Otra de las cuestiones en la agenda de hoy es el nombramiento del próximo presidente del Banco Europeo de Inversiones (BEI), un cargo al que optan la ex ministra española de Fomento Magdalena Álvarez; el secretario de Estado alemán de Exteriores, Werner Hoyer; y el actual presidente del BEI, el belga Philippe Maydstadt, quien ocupa el puesto desde 2000 y puede optar a un tercer mandato de seis años.
Ayer, el Eurogrupo aprobó las reglas operativas del reforzado fondo temporal de rescate, que podrá empezar a actuar parcialmente a partir de diciembre, pero no alcanzará el billón de euros.

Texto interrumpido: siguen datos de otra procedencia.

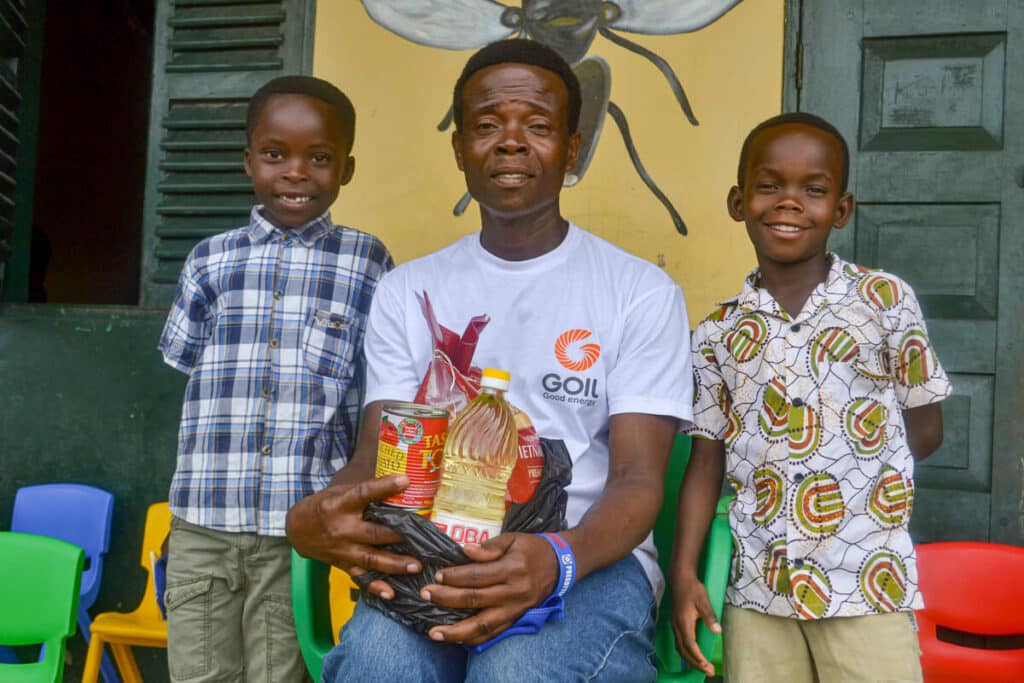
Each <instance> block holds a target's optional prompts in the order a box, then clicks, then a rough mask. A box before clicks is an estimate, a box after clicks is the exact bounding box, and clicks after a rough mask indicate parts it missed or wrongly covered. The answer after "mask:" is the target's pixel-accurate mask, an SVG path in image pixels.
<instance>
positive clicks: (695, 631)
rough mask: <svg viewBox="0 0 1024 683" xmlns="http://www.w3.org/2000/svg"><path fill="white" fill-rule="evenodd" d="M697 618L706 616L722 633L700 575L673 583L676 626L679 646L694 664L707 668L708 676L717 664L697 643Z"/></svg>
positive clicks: (689, 664)
mask: <svg viewBox="0 0 1024 683" xmlns="http://www.w3.org/2000/svg"><path fill="white" fill-rule="evenodd" d="M697 618H701V620H703V623H705V624H706V625H708V628H709V629H711V631H712V633H722V627H721V626H720V625H719V623H718V618H717V617H716V616H715V610H714V609H712V606H711V600H710V599H709V598H708V591H707V590H706V589H705V587H703V584H701V583H700V582H699V581H697V579H696V577H689V578H687V579H685V580H683V581H680V582H675V583H673V586H672V630H673V631H674V632H675V633H676V649H677V650H679V653H680V654H681V655H682V657H683V658H684V659H686V663H687V664H689V665H690V666H691V667H693V668H694V669H697V670H699V671H701V672H703V673H705V675H706V676H714V675H715V667H714V666H712V664H711V663H710V661H708V659H707V658H706V657H705V655H703V652H701V651H700V648H699V647H698V646H697V639H696V626H697Z"/></svg>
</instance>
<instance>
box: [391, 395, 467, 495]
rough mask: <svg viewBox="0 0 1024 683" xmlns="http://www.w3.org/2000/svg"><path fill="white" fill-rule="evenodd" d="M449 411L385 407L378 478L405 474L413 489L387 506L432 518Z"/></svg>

Los ministros reconocieron que necesitarán ayuda del FMI y del BCE para contener la crisis de deuda
Los ministros de Finanzas de la zona del euro concluyeron los términos y las condiciones de los dos modelos que permitirán a los 17 países miembros aumentar la capacidad de intervención del Fondo Europeo de Estabilidad Financiera (FEEF) para que pueda dar líneas de crédito preventivas, intervenir en los mercados de deuda primario y secundario y financiar la recapitalización de la banca.
El Ecofin puso fin a meses de bloqueo al autorizar la entrega del sexto tramo del paquete de asistencia financiera a Grecia, valorado en 8.000 millones de euros, que son vitales para que el país pueda hacer frente al pago de salarios y pensiones en el sector privado.